March 31 (UPI) — Vermont’s Republican Governor Phil Scott said he will sign into law three bills that contain gun control measures.
A bill passed by the state’s legislature on Friday expands background checks, bans bump stocks, and raises the age for people to buy guns to 21. Law enforcement, military personnel and people who have taken a hunter safety course are exempt from the age restriction. It also sets limits of no more than 10 rounds of ammunition for a long gun and no more than 15 rounds for a hand gun.
Earlier this month, Florida’s governor signed a bill into law that raised the legal age to buy a rifle and banned bump stocks, which are attachments that increase a gun’s firing rate
Scott told reporters Friday that people, including some of his past supporters, may be disappointed with his decision to sign the bill into law.
But Scott said the decision was the right one for his state.
“Vermont is currently one of the healthiest and safest states in America,” Scott said in an official statement. “However, as tragedies in Florida, Las Vegas, Newtown and elsewhere — as well as the averted plot to shoot up Fair Haven High School — have demonstrated, no state is immune to the risk of extreme violence,” Scott said.
“As Governor, I have a moral and legal obligation and responsibility to provide for the safety of our citizens.

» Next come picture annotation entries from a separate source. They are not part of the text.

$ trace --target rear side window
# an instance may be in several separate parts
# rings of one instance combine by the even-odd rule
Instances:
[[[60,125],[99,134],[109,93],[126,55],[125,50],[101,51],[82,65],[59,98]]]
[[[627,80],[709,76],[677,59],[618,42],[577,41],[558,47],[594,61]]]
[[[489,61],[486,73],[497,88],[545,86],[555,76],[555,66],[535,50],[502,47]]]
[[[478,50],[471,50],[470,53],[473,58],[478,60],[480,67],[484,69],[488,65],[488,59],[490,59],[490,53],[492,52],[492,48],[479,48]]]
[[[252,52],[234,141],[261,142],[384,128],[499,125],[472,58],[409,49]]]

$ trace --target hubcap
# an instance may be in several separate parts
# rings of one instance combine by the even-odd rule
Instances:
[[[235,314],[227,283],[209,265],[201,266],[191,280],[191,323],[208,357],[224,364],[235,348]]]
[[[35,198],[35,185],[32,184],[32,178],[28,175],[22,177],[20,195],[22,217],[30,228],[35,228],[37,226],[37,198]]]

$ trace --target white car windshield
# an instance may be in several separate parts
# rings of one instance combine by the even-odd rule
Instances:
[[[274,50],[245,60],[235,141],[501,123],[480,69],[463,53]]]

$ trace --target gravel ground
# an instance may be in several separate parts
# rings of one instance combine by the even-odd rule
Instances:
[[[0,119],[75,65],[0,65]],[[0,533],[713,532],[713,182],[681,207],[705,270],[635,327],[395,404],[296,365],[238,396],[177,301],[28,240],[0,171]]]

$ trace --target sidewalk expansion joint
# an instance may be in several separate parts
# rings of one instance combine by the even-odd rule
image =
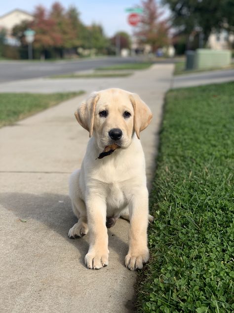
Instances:
[[[16,173],[20,174],[71,174],[71,172],[56,172],[56,171],[1,171],[0,173]]]

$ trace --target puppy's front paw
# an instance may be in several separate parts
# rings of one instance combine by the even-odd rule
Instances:
[[[99,269],[108,265],[109,251],[99,252],[88,252],[84,258],[84,263],[88,268]]]
[[[148,248],[140,253],[137,253],[136,251],[133,253],[129,251],[125,258],[125,265],[131,270],[140,269],[149,258],[150,254]]]

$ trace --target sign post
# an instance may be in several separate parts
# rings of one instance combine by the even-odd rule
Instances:
[[[28,28],[24,32],[25,40],[28,44],[28,55],[29,60],[33,59],[33,43],[34,41],[35,32]]]
[[[141,21],[141,14],[143,12],[143,9],[142,7],[129,7],[125,10],[129,13],[127,17],[128,24],[132,26],[136,26]]]

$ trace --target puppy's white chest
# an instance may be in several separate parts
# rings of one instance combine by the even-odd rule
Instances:
[[[127,205],[127,199],[122,190],[121,184],[118,183],[109,184],[107,194],[107,209],[108,216],[117,215],[117,212],[121,210]]]

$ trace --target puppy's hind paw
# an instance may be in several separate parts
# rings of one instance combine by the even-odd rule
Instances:
[[[93,269],[99,269],[107,266],[108,265],[108,252],[97,254],[88,253],[84,258],[84,263],[87,267]]]
[[[86,235],[88,232],[88,225],[84,222],[76,223],[70,229],[68,232],[68,237],[70,238],[75,239],[75,238],[80,238]]]

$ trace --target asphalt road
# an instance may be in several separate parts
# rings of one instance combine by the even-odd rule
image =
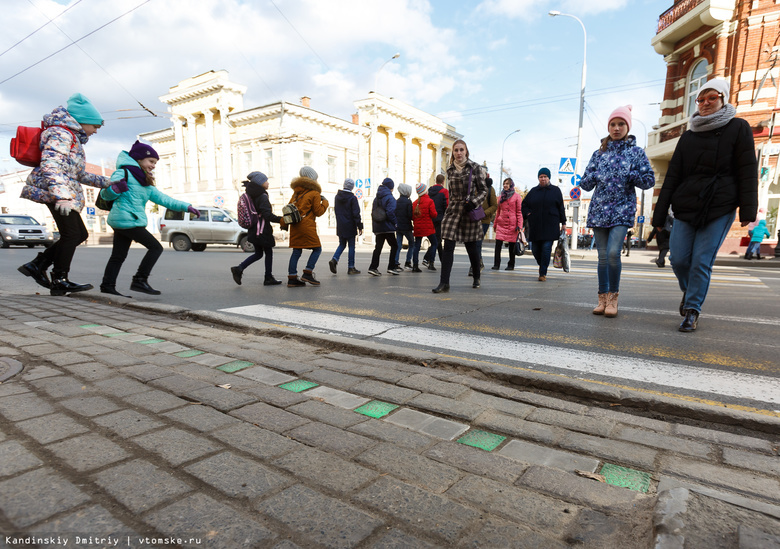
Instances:
[[[537,281],[530,255],[516,269],[486,270],[482,287],[471,288],[465,251],[456,255],[448,294],[436,295],[438,273],[399,276],[366,274],[370,249],[358,252],[363,274],[332,275],[326,247],[316,271],[319,287],[262,285],[262,262],[237,286],[229,267],[246,255],[210,246],[205,252],[166,249],[150,283],[161,296],[132,292],[136,300],[196,310],[222,311],[270,322],[395,342],[445,355],[494,360],[509,368],[529,368],[621,387],[652,391],[713,405],[728,404],[780,413],[780,269],[716,267],[699,329],[677,331],[680,291],[670,268],[650,263],[652,252],[633,251],[624,261],[620,314],[591,314],[595,305],[595,252],[577,252],[572,271],[550,269]],[[486,244],[486,265],[492,245]],[[275,272],[284,279],[289,250],[276,248]],[[96,287],[110,247],[80,248],[71,280]],[[143,254],[133,248],[117,287],[124,291]],[[386,266],[386,254],[382,264]],[[0,251],[2,290],[42,290],[16,272],[34,255],[26,248]],[[304,253],[302,268],[308,252]],[[403,261],[404,255],[402,255]],[[506,253],[503,265],[506,265]],[[384,273],[384,268],[382,268]]]

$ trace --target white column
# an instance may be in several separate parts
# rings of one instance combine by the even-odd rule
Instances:
[[[184,192],[184,183],[187,181],[187,161],[184,156],[182,122],[181,117],[173,116],[173,138],[176,147],[176,175],[174,176],[172,185],[176,194]]]
[[[198,132],[195,130],[195,117],[187,115],[187,179],[190,192],[198,192]]]
[[[214,145],[214,113],[211,109],[203,111],[206,119],[206,179],[209,182],[209,190],[217,189],[217,166],[215,164],[215,145]]]

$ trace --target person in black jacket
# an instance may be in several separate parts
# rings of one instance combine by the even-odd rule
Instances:
[[[252,226],[249,228],[247,238],[255,246],[255,253],[247,257],[240,265],[230,267],[233,274],[233,280],[239,286],[244,269],[249,267],[255,261],[258,261],[265,255],[265,280],[264,286],[275,286],[281,284],[281,280],[276,280],[271,274],[274,265],[274,230],[271,223],[279,223],[282,220],[278,215],[274,215],[271,210],[271,201],[268,199],[268,177],[261,172],[252,172],[247,176],[248,181],[244,181],[246,194],[252,199],[257,211],[257,218],[252,220]],[[260,227],[258,228],[258,224]]]
[[[539,281],[547,280],[547,267],[553,242],[566,229],[566,211],[563,208],[563,194],[550,185],[550,170],[542,168],[537,174],[539,184],[528,191],[523,199],[523,219],[528,230],[531,251],[539,265]]]
[[[698,110],[677,143],[653,212],[653,226],[674,227],[669,241],[672,269],[683,298],[681,332],[696,329],[715,256],[739,208],[743,227],[756,219],[758,165],[750,125],[735,118],[730,86],[716,78],[699,90]]]

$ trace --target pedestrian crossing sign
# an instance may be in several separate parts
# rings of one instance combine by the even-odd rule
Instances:
[[[558,168],[559,175],[574,175],[577,167],[576,158],[561,158],[561,165]]]

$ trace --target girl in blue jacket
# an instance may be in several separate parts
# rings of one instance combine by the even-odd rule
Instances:
[[[588,227],[599,252],[599,304],[594,315],[617,316],[620,291],[620,251],[636,216],[636,189],[652,189],[655,175],[645,151],[636,146],[631,130],[631,105],[609,115],[609,135],[585,168],[580,186],[592,191]],[[575,236],[576,238],[576,236]]]
[[[152,171],[160,156],[152,147],[136,141],[130,152],[122,151],[116,161],[116,171],[111,176],[114,183],[100,191],[103,200],[113,201],[108,214],[108,224],[114,229],[114,248],[103,273],[100,291],[104,294],[122,295],[116,291],[116,278],[127,258],[133,241],[146,247],[147,252],[138,266],[130,289],[145,294],[160,295],[149,286],[149,274],[162,254],[162,245],[146,230],[146,203],[152,201],[177,212],[190,212],[200,217],[191,204],[175,200],[154,186]],[[123,296],[129,297],[129,296]]]

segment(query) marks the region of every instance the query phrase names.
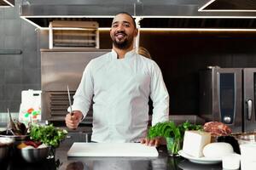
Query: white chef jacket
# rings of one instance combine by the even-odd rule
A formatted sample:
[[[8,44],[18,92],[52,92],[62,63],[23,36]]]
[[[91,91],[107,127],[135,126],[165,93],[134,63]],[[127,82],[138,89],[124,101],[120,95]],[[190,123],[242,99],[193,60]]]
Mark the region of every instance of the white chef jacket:
[[[169,95],[157,64],[135,50],[124,59],[112,50],[87,65],[73,110],[85,117],[93,100],[92,141],[136,142],[147,136],[148,96],[152,124],[168,121]]]

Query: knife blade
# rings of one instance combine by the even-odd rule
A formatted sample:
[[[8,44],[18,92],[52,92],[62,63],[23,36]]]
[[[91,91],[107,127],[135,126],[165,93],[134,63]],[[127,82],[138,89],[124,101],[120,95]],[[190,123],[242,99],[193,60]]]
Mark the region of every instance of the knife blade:
[[[70,92],[69,92],[69,88],[68,85],[67,86],[67,96],[68,96],[68,102],[69,102],[69,108],[70,108],[70,114],[71,116],[73,116],[73,110],[72,110],[72,104],[71,104],[71,98],[70,98]]]

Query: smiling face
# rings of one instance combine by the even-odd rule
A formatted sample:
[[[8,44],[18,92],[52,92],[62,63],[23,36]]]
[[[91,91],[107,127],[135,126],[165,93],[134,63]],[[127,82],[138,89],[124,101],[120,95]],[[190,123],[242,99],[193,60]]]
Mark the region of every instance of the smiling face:
[[[132,48],[133,38],[137,35],[137,29],[132,20],[125,14],[119,14],[113,20],[110,37],[115,48],[119,49]]]

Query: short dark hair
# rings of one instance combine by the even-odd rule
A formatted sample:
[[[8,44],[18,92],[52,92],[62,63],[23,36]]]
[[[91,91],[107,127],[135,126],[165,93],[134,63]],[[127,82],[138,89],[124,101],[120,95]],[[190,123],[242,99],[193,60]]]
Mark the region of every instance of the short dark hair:
[[[132,20],[132,24],[133,24],[134,27],[137,28],[135,19],[132,17],[131,14],[130,14],[127,12],[119,12],[119,13],[116,14],[115,16],[118,15],[118,14],[127,14],[128,16],[130,16],[131,18],[131,20]]]

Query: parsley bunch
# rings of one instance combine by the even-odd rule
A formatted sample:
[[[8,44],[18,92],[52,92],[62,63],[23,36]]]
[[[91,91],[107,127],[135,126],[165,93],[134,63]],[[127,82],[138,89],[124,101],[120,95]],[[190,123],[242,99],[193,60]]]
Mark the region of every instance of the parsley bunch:
[[[30,139],[56,148],[61,141],[66,138],[67,133],[66,130],[55,128],[52,124],[46,126],[32,125]]]
[[[201,125],[191,124],[189,122],[186,121],[183,123],[176,126],[172,121],[159,122],[153,127],[150,127],[148,138],[154,139],[155,137],[171,137],[175,139],[183,138],[186,130],[201,130]]]

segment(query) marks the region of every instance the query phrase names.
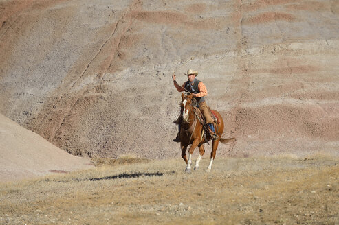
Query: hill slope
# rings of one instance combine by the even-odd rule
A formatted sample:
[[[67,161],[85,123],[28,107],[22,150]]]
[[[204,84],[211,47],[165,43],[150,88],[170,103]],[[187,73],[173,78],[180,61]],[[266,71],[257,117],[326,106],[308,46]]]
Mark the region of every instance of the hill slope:
[[[0,180],[94,167],[0,115]]]
[[[179,156],[199,72],[251,156],[339,147],[338,1],[0,1],[0,113],[76,155]]]

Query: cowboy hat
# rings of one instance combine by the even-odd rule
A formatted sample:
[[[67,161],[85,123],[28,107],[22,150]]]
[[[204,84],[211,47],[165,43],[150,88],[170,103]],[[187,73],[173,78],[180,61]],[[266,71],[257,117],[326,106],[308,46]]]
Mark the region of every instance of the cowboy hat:
[[[198,75],[198,72],[197,71],[194,71],[193,69],[188,69],[187,71],[187,73],[184,73],[186,75],[191,75],[191,74],[194,74],[195,75],[195,76],[197,76]]]

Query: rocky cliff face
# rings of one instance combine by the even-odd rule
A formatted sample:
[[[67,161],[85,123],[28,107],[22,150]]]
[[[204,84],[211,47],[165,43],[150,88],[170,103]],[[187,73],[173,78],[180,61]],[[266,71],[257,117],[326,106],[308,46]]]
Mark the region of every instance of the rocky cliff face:
[[[237,139],[217,154],[338,155],[338,1],[2,0],[0,15],[0,113],[72,154],[179,156],[171,77],[191,68]]]

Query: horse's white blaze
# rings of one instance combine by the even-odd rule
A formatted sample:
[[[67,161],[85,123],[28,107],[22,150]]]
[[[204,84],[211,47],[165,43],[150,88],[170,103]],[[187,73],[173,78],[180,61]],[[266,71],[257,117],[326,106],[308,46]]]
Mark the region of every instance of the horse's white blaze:
[[[200,161],[201,160],[201,155],[199,154],[198,156],[198,158],[197,158],[197,161],[195,161],[195,167],[199,167],[199,163],[200,163]]]
[[[184,104],[184,115],[182,115],[182,117],[184,120],[186,121],[188,120],[188,109],[185,110],[186,103],[187,103],[187,100],[186,99],[182,102],[182,104]]]
[[[212,163],[213,163],[213,158],[210,158],[210,164],[208,165],[208,167],[207,167],[207,169],[210,170],[212,168]]]

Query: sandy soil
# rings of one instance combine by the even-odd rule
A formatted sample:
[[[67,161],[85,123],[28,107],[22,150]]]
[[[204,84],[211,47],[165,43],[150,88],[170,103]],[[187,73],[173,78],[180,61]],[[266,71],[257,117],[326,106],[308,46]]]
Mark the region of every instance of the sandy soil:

If we are at a point when our kids are afraid to go to school and parents are afraid to put their kids on a bus, who are we?”
Scott’s position on gun control has shifted since the day after a Feb. 14 shooting at Marjory Stoneman Douglas High School in Parkland, Fla., left 17 people dead. He told Seven Days, a Vermont-based alternative newspaper, after the Parkland shooting there was no need for new gun control laws.
But after a former student of a Fair Haven, Vt., high school was charged with trying to carry out a mass shooting there, Scott said “everything should be on the table.”
Scott also plans to sign two other bills recently passed by the Vermont legislature. One is a “Red Flag bill,” permitting officers to seize guns from people deemed an “extreme risk” to themselves or others. The other puts a process in place to remove guns from people cited or arrested for domestic assault.